The two-time world champion Koe doubled his advantage in the second stanza with Kleiter hitting but rolling the wrong way to concede another point. After Kleiter got on the board in the third, Koe pulled away with a huge fourth end scoring six points. Koe continued to apply pressure and swiped another couple points in five as Kleiter clipped a guard with his last.
While the Winnipeg native Neufeld is the designated import on Team Koe, it’s still a pseudo-home-province event for the Calgary crew with second Colton Flasch and lead Ben Hebert originally from Saskatchewan and cheers erupted from the stands for both squads.
“It’s great. It’s always nice to have people in the crowd cheering for you,” Neufeld said. “It gives you maybe a bit of a boost, so it’s a lot of fun to play in front of fans who are cheering for you, for sure.”
Elsewhere, Toronto’s Team John Epping tackled Saskatoon’s Team Kirk Muyres 8-1 in only five ends, too. Epping opened with a deuce and added a steal of three in the second followed by another point in the third. Muyres, who claimed the Tour Challenge Tier 2 title in November to earn an invitation, was limited to his lone single in four. The 2015 Meridian Canadian Open champion Epping, who threw a near-perfect 96 per cent in the match, tacked two more on the scoreboard in five to ice the game early.

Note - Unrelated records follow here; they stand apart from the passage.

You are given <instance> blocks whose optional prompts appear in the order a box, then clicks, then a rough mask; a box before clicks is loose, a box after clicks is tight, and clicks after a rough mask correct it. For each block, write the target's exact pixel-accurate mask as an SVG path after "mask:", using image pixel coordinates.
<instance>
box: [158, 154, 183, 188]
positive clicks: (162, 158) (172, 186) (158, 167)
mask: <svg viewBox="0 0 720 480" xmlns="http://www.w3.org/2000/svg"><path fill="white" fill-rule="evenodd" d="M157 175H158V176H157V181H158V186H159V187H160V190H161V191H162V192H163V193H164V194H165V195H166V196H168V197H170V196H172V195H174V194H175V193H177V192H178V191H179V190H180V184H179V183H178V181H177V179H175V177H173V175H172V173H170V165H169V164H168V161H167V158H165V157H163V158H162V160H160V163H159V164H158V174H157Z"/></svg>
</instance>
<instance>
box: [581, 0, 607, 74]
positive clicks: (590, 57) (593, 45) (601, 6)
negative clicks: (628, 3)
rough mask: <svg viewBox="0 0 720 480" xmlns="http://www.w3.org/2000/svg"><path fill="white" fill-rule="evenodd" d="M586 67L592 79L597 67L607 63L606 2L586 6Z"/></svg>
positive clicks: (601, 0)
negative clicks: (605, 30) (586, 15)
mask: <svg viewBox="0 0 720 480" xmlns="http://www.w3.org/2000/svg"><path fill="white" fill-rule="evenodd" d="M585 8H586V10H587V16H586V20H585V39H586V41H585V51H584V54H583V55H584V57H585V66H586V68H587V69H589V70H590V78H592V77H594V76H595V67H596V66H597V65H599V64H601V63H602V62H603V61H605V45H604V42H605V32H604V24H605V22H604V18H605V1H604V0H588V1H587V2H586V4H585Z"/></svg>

Niklas Edin just beat the buzzer with a highlight-reel runback triple takeout to score three points in the eighth to lift his Swedish squad to a 7-6 win over Winnipeg’s Team Jason Gunnlaugson.
— Team Niklas Edin (@TeamNiklasEdin) January 9, 2019
Scotland’s Team Bruce Mouat topped Team Scott McDonald of Kingston, Ont., 8-5 and Team Glenn Howard of Penetanguishene, Ont., outlasted Team Brad Gushue of St. John’s, N.L., 5-4 in an extra end.
Action resumes Wednesday morning at North Battleford’s Civic Centre at 8 a.m. CT.
The Meridian Canadian Open features a triple knockout bracket preliminary round where teams must win three games before they lose three in order to qualify for Saturday’s quarterfinals. The semis are also set for Saturday with the finals scheduled Sunday.
Broadcast coverage begins Thursday on Sportsnet.
NOTES: The Meridian Canadian Open is the fifth event and third major of the 2018-19 Pinty’s Grand Slam of Curling season featuring 16 of the top men’s teams and 16 of the top women’s teams from around the globe. … Standard Pinty’s Grand Slam of Curling rules apply: games are played to eight ends, the five-rock rule is in effect and teams receive 33 minutes of thinking time plus two, 90-second timeouts. … The combined purse is $250,000 with the winning teams earning $30,000 plus berths to the season-ending Humpty’s Champions Cup.